Oltre a educazione, che tipo di eventi potrebbero essere adatti per l'Italia?
“Eventi grandi, clamorosi, in stile Dolce&Gabbana per intenderci”.  

Potrebbe indicarmi un esempio di buona promozione in Cina di un paese e uno di una cantina italiana?
“La Nuova Zelanda ha organizzato molti piccoli eventi educativi e di degustazione (Fongyee è consulente di Air New Zealand, ndr) e i vini sono pian piano diventati conosciuti. Con l`Italia ho difficoltà anche soltanto ad avere campioni per degustazioni educative. Adesso, per esempio, sto facendo un programma televisivo e ho mandato una mail per presentarlo e invitare le cantine interessate a mandarmi qualche campione; secondo me sarebbe stata una buona possibilità, no? Non ho ricevuto risposte se non da Bisol. Abbiamo fatto tre episodi di abbinamenti con cibo cinese, uno a Guangzhou in cui lo chef del ristorante in cui giravamo è rimasto impressionatissimo dal loro brut rosé e 2 delle 5 persone a tavola l`hanno scelto come vino preferito tra otto. Come esempio italiano Bisol, penso che lavorino bene sul territorio”.

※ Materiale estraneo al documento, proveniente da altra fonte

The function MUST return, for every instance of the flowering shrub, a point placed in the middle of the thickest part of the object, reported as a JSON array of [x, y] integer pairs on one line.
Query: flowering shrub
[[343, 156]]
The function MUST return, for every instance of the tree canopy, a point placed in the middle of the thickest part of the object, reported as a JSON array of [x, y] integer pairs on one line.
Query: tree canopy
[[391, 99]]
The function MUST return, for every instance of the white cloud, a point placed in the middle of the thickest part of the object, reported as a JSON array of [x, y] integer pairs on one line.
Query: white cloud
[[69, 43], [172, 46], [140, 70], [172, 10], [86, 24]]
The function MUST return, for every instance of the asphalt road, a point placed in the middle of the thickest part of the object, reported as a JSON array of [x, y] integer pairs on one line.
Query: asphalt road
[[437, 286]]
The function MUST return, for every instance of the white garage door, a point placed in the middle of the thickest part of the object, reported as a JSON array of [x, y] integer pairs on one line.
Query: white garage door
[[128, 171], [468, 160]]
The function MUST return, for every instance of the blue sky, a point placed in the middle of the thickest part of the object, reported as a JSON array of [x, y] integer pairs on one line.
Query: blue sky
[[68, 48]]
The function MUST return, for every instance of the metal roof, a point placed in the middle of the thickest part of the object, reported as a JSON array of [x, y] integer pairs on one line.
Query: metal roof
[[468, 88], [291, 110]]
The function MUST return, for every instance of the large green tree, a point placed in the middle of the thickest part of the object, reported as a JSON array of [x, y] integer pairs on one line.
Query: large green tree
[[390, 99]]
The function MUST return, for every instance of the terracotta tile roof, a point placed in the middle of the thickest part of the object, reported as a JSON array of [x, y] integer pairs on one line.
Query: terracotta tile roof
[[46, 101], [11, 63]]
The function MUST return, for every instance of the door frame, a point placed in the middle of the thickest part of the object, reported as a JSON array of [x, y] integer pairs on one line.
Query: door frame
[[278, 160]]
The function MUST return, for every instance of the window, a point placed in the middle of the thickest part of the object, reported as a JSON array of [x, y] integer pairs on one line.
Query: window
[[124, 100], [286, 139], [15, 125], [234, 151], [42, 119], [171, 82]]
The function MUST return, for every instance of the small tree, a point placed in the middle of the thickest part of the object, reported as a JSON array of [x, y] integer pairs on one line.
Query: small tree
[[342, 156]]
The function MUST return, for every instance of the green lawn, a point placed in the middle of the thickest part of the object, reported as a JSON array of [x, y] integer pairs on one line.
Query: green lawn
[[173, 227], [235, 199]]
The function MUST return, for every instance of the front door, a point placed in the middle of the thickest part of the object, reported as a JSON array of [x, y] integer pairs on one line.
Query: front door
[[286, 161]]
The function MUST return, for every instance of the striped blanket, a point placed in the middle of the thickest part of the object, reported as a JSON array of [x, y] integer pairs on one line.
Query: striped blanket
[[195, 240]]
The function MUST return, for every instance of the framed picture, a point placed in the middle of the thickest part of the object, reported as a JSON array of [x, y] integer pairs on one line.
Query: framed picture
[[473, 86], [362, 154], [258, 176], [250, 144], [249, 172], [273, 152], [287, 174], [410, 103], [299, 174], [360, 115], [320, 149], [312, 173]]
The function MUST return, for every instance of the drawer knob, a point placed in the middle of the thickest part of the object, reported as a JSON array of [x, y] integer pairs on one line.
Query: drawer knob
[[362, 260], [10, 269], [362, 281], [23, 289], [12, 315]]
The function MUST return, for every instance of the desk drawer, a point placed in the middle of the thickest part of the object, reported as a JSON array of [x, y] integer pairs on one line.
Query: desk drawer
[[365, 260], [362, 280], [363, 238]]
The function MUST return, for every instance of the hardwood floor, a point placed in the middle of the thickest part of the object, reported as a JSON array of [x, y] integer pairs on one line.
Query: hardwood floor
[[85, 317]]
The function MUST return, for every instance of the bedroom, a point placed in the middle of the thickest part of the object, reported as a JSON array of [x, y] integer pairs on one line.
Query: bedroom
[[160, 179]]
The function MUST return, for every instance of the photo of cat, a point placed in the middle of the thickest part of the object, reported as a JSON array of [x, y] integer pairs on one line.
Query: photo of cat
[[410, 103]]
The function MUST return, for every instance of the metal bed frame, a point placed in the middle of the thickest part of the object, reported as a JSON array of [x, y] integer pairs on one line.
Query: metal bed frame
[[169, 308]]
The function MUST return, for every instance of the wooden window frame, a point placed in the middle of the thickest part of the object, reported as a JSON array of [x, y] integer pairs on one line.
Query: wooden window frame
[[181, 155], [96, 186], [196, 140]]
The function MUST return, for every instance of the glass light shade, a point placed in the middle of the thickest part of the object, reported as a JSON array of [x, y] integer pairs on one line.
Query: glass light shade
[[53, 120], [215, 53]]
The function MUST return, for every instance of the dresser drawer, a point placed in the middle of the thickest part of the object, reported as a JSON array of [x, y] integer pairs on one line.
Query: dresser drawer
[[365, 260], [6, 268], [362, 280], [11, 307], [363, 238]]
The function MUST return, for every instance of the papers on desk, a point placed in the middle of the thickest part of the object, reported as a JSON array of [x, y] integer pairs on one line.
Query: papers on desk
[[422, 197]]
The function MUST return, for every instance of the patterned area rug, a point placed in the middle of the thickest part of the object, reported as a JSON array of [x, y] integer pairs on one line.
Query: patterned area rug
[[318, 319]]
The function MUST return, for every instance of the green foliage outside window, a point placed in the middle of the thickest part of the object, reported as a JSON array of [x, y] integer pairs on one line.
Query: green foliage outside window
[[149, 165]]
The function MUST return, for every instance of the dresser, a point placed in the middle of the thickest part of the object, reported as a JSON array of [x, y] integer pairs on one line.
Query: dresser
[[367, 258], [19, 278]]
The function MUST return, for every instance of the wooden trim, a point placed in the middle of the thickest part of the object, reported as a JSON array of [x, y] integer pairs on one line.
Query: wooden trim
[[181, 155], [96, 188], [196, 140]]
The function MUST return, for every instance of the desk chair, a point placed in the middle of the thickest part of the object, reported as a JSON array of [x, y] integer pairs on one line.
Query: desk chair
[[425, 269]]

Pensa che ci sia spazio per le piccole cantine italiane in Cina o è un paese soltanto per i grandi?
“Certo che c’è spazio per le piccole cantine. Possono ottenere il massimo risultato concentrandosi su una o due città di seconda o terza fascia e costruire in queste la loro rete di clienti, invitando per esempio delle persone della regione e instaurando un buon legame. Queste città possono davvero diventare un buon mercato; sono “minori” ma possono arrivare a contare diversi milioni di persone”.